Unnamed: 0,company_name,company_category_code,company_country_code,company_state_code,company_region,company_city,investor_name,investor_country_code,investor_state_code,investor_region,investor_city,funding_round_type,funded_at,funded_month,funded_quarter
50000,NuORDER,fashion,USA,CA,Los Angeles,West Hollywood,Mortimer Singer,,,unknown,,series-a,2012-10-01,2012-10,2012-Q4
50001,ChaCha,advertising,USA,IN,Indianapolis,Carmel,Morton Meyerson,,,unknown,,series-b,2007-10-01,2007-10,2007-Q4
50002,Binfire,software,USA,FL,Bocat Raton,Bocat Raton,Moshe Ariel,,,unknown,,angel,2008-04-18,2008-04,2008-Q2
50003,Binfire,software,USA,FL,Bocat Raton,Bocat Raton,Moshe Ariel,,,unknown,,angel,2010-01-01,2010-01,2010-Q1
50004,Unified Color,software,USA,CA,SF Bay,South San Frnacisco,Mr. Andrew Oung,,,unknown,,angel,2010-01-01,2010-01,2010-Q1
...,...,...,...,...,...,...,...,...,...,...,...,...,...,...,...
52865,Garantia Data,enterprise,USA,CA,SF Bay,Santa Clara,Zohar Gilon,,,unknown,,series-a,2012-08-08,2012-08,2012-Q3
52866,DudaMobile,mobile,USA,CA,SF Bay,Palo Alto,Zohar Gilon,,,unknown,,series-c+,2013-04-08,2013-04,2013-Q2
52867,SiteBrains,software,USA,CA,SF Bay,San Francisco,zohar israel,,,unknown,,angel,2010-08-01,2010-08,2010-Q3
52868,Comprehend Systems,enterprise,USA,CA,SF Bay,Palo Alto,Zorba Lieberman,,,unknown,,series-a,2013-07-11,2013-07,2013-Q3


### From the chunk view, define datetime columns and append them to dictionary.

In [18]:
columns_data_types["datetime"] = ["funded_at"]
columns_data_types["int"].append("funded_month")  # Note, that it is very important to clean these columns (funded month and quarter) first
columns_data_types["int"].append("funded_quarter")

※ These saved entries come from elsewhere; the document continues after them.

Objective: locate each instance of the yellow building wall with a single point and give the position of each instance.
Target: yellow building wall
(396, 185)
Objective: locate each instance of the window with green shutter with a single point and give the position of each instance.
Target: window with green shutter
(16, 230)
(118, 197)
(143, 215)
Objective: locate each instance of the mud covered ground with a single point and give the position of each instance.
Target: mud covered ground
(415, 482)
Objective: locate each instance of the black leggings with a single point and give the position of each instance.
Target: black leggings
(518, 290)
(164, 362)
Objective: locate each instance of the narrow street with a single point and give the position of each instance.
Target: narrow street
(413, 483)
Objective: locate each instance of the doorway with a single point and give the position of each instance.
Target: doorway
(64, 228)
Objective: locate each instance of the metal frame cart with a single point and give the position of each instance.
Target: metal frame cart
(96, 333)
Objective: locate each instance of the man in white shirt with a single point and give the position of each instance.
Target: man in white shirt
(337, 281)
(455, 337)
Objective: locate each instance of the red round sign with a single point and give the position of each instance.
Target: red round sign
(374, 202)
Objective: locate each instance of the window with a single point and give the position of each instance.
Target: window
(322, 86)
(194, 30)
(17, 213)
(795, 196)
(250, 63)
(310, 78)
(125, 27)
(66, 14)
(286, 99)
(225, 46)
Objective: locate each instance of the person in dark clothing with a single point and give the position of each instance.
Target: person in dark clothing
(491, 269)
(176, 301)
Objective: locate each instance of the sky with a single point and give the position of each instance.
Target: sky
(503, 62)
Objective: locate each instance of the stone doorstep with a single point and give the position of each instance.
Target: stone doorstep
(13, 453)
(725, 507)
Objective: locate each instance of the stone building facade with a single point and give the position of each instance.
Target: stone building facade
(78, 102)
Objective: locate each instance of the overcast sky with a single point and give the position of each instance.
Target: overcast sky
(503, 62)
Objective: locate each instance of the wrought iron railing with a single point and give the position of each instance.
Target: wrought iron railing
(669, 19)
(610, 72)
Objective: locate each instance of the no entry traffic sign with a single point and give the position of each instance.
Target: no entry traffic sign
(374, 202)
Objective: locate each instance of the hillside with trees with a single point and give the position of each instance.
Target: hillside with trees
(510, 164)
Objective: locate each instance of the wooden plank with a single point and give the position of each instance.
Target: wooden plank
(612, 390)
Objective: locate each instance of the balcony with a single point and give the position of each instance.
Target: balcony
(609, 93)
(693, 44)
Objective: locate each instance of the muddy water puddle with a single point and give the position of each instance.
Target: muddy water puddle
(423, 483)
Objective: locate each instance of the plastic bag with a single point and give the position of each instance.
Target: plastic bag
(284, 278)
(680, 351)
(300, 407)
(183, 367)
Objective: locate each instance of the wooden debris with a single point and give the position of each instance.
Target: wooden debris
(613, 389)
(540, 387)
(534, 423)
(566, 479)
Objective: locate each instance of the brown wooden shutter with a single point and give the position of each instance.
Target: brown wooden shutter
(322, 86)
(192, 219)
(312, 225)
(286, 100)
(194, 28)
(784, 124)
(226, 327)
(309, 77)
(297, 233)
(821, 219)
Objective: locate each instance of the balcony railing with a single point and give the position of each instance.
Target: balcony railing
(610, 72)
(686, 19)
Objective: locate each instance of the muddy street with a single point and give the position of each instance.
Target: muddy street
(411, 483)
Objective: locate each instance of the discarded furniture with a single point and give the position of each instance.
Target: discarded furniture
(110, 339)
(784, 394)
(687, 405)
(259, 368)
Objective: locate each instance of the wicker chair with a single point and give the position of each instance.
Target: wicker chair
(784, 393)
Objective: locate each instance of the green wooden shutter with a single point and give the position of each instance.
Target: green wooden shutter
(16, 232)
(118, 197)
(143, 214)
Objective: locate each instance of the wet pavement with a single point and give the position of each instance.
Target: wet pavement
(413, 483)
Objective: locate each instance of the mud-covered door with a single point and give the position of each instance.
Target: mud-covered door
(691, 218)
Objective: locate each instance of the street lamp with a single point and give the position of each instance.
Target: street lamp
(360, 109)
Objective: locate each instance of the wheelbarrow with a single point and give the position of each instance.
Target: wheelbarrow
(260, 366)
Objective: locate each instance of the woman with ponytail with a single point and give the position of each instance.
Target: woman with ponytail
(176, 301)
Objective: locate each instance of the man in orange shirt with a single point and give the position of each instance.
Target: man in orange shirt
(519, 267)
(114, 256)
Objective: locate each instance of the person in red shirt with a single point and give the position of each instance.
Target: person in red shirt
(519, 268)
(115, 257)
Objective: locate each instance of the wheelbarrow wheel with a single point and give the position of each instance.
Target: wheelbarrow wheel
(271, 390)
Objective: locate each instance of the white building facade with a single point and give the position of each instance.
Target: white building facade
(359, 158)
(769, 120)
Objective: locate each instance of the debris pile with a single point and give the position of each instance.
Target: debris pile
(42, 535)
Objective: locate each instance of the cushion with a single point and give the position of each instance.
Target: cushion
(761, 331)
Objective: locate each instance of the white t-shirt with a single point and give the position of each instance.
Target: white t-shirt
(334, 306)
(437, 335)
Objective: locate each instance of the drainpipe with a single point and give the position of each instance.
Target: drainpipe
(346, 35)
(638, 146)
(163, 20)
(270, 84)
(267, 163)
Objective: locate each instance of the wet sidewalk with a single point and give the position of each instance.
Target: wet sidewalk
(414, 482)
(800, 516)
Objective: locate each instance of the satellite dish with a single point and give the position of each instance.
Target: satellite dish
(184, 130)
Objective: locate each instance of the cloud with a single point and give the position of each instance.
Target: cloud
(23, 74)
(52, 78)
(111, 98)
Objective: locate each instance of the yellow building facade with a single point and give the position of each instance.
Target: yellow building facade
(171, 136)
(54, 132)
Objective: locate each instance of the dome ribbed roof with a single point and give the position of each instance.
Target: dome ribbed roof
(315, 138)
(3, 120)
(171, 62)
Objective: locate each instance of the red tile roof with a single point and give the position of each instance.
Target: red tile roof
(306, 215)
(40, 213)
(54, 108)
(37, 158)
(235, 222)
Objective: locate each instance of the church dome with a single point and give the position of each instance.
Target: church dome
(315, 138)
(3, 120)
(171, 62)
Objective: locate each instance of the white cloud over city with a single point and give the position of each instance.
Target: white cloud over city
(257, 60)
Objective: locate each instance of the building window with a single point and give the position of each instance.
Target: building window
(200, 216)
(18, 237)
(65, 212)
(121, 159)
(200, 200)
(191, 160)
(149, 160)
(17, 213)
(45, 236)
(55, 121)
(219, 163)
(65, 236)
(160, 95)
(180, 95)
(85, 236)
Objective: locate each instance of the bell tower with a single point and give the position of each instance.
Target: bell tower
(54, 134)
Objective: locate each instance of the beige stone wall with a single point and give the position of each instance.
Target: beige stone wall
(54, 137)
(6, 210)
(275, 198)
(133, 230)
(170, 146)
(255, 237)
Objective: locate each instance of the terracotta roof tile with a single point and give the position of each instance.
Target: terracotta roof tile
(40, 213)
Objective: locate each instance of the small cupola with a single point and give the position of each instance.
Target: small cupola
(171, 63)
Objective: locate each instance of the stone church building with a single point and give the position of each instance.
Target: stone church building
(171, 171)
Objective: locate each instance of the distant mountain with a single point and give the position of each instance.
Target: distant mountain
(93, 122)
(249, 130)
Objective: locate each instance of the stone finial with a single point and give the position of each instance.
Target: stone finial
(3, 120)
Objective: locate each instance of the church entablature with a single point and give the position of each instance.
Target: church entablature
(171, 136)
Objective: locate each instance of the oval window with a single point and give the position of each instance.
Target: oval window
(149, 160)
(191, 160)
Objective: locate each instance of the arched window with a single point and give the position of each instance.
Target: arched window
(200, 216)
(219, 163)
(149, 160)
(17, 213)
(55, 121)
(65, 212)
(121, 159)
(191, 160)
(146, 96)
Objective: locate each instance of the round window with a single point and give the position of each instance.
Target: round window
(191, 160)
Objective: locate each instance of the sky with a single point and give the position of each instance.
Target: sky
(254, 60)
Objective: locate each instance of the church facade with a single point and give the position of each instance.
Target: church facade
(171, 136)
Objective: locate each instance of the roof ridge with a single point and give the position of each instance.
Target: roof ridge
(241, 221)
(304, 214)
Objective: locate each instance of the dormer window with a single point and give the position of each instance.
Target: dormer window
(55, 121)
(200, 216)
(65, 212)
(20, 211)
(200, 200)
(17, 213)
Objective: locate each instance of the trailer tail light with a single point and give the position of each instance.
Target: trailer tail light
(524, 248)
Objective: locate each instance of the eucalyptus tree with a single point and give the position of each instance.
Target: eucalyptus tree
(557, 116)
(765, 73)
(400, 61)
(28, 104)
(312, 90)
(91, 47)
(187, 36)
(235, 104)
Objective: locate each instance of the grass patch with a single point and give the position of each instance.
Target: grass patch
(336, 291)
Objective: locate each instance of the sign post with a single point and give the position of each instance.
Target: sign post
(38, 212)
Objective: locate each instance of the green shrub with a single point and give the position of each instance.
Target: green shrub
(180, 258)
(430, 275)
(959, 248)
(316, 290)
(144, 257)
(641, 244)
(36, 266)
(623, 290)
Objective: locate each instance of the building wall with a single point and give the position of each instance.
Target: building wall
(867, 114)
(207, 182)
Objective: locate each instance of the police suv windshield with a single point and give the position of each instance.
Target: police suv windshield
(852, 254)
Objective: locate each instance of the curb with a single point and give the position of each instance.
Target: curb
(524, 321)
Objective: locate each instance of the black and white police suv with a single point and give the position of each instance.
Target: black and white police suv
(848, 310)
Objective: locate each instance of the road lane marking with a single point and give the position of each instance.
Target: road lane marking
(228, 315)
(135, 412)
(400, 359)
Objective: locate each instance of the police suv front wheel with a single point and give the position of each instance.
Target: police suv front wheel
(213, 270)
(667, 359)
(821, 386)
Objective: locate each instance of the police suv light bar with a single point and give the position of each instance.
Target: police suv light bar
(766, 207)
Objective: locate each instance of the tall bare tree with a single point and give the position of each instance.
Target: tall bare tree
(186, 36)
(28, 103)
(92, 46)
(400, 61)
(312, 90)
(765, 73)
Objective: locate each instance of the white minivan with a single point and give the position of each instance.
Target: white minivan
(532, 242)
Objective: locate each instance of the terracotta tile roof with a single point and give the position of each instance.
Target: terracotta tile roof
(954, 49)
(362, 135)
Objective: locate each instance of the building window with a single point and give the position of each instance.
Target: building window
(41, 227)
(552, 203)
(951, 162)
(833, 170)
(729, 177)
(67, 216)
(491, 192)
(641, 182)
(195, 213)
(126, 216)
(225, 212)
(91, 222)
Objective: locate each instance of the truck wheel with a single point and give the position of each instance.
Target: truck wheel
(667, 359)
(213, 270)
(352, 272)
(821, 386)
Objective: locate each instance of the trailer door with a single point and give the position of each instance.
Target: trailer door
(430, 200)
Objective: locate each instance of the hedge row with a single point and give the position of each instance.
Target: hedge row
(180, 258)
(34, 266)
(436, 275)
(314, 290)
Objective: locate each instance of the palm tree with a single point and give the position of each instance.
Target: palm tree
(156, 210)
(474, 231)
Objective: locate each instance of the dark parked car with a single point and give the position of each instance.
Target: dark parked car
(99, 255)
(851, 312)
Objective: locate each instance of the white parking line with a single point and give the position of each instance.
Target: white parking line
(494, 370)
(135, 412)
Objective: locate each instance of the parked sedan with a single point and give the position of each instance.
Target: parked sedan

### Now, determine columns, which can be converted to *category* data type. At first step, delete columns with already defined datatype from string_cols list.

In [19]:
cols_with_defined_types = [
    col for key in columns_data_types for col in columns_data_types[key]
]

print(cols_with_defined_types)

['funded_year', 'funded_month', 'funded_quarter', 'raised_amount_usd', 'funded_at']


In [20]:
string_cols = list(set(string_cols_src).difference(cols_with_defined_types))

string_cols

['company_state_code',
 'investor_city',
 'company_region',
 'company_name',
 'company_category_code',
 'investor_name',
 'investor_country_code',
 'investor_region',
 'investor_state_code',
 'company_city',
 'company_country_code',
 'funding_round_type']

### Calculate *string* cols values uniqueness

In [21]:
import json

chunks = get_chunks()

vc_by_chunks = {col: [] for col in string_cols}

for chunk in chunks:
    clean_chunk(chunk)
    chunk = chunk[string_cols]
    for col in string_cols:
        vc_by_chunks[col].append(chunk[col].value_counts())

col_values_uniqueness = {}
columns_data_types["category"] = []

for col in vc_by_chunks:
    vc_concat = pd.concat(vc_by_chunks[col])
    unique_values_amount = len(vc_concat.groupby(vc_concat.index).sum().index)
    if unique_values_amount / n_rows < 0.5:
        columns_data_types["category"].append(col)

## 4. Converting columns to defined data types.

### Keep in mind, that "funded_at" must be converted to datetime first in order to be able to get *int* representation of funded_month and funded_quarter, so these columns can be converted to *int* futher.

In [22]:
import json
print(json.dumps(columns_data_types, indent=2))

{
  "int": [
    "funded_year",
    "funded_month",
    "funded_quarter"
  ],
  "float": [
    "raised_amount_usd"
  ],
  "datetime": [
    "funded_at"
  ],
  "category": [
    "company_state_code",
    "investor_city",
    "company_region",
    "company_name",
    "company_category_code",
    "investor_name",
    "investor_country_code",
    "investor_region",
    "investor_state_code",
    "company_city",
    "company_country_code",
    "funding_round_type"
  ]
}


In [23]:
chunks = get_chunks()
mem_usage_optimized = 0

for chunk in chunks:
    clean_chunk(chunk)

    chunk["funded_at"] = pd.to_datetime(chunk["funded_at"], format="%Y-%m-%d")
    chunk["funded_month"] = chunk["funded_at"].dt.month
    chunk["funded_quarter"] = (chunk["funded_month"] - 1) // 3 + 1

    int_cols = columns_data_types["int"]
    chunk[int_cols] = chunk[int_cols].astype("int")
    chunk[int_cols] = chunk[int_cols].apply(pd.to_numeric, downcast="integer")

    float_cols = columns_data_types["float"]
    chunk[float_cols] = chunk[float_cols].astype("float")
    chunk[float_cols] = chunk[float_cols].apply(pd.to_numeric, downcast="float")

    cat_cols = columns_data_types["category"]
    chunk[cat_cols] = chunk[cat_cols].astype("category")

    mem_usage_optimized += chunk.memory_usage(deep=True).sum()

mem_usage_optimized /= 2**20 

print(mem_usage_optimized)

7.136919975280762


## By converting columns to appropriate data types, the memory consuption was reduced by **840%!** So now the whole dataset fits in memory!